Although the use of a limited sampling strategy to estimate midazolam metabolic clearance has been validated, this method has not been proven for fentanyl, which could be a limitation of our study. Furthermore, a constant fentanyl delivery from the patch during the 72-hour dosing interval into the subcutaneous depot was assumed, however, a constant resorption from the depot into the systemic circulation cannot be assured. Regarding the real-life clinical setting of the trial, an intravenous fentanyl application with secured constant systemic drug application was not realizable in the investigated palliative care patients.
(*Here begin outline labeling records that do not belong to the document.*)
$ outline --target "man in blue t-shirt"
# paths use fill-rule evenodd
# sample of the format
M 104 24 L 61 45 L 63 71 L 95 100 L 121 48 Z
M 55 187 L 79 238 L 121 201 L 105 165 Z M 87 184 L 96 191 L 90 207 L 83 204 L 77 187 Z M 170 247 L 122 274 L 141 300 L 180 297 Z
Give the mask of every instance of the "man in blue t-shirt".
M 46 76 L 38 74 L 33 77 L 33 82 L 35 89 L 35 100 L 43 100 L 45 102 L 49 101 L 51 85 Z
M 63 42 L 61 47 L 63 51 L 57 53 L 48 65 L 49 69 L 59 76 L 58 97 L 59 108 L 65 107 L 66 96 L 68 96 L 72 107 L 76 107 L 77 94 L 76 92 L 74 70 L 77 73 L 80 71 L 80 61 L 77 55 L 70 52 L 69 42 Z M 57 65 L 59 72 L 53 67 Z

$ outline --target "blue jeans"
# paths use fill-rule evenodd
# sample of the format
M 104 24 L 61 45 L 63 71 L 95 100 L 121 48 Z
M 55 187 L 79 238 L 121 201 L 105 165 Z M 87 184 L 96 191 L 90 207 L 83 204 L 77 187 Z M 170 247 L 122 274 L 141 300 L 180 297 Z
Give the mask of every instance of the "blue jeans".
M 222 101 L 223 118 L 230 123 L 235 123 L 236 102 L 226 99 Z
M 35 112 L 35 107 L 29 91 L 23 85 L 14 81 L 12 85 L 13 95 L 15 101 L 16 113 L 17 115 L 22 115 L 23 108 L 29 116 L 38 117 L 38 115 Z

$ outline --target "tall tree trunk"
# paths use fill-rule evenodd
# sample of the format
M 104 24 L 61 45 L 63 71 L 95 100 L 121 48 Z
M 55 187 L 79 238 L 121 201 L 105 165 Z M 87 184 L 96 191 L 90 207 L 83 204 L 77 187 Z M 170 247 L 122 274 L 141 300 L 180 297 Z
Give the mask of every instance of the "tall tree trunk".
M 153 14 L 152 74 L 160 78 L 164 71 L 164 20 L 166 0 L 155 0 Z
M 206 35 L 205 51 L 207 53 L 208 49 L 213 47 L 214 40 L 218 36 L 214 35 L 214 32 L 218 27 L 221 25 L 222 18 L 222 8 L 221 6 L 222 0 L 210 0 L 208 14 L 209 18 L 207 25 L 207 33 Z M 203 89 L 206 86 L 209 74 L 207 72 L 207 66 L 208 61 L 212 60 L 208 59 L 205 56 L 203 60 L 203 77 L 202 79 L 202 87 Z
However, the correlation of the CYP3A dependent activities of the two substances in identical blood samples illustrates a valuable approach to understanding the variability of transdermal fentanyl effect under clinical conditions.

Conclusion

The present study did not confirm the widely accepted assumption that the main route of fentanyl elimination is via CYP3A-mediated N-dealkylation to norfentanyl. The results obtained in this special population, under real-life clinical conditions, supports the recent data obtained in healthy volunteers15. According to our findings, this pathway is only responsible for about 8% of the total metabolism of the drug, and hence is not the major factor for the high variability of fentanyl pharmacokinetics. Based on this current observation, no major drug interactions are to be expected even when strong CYP3A inhibitors are concomitantly used.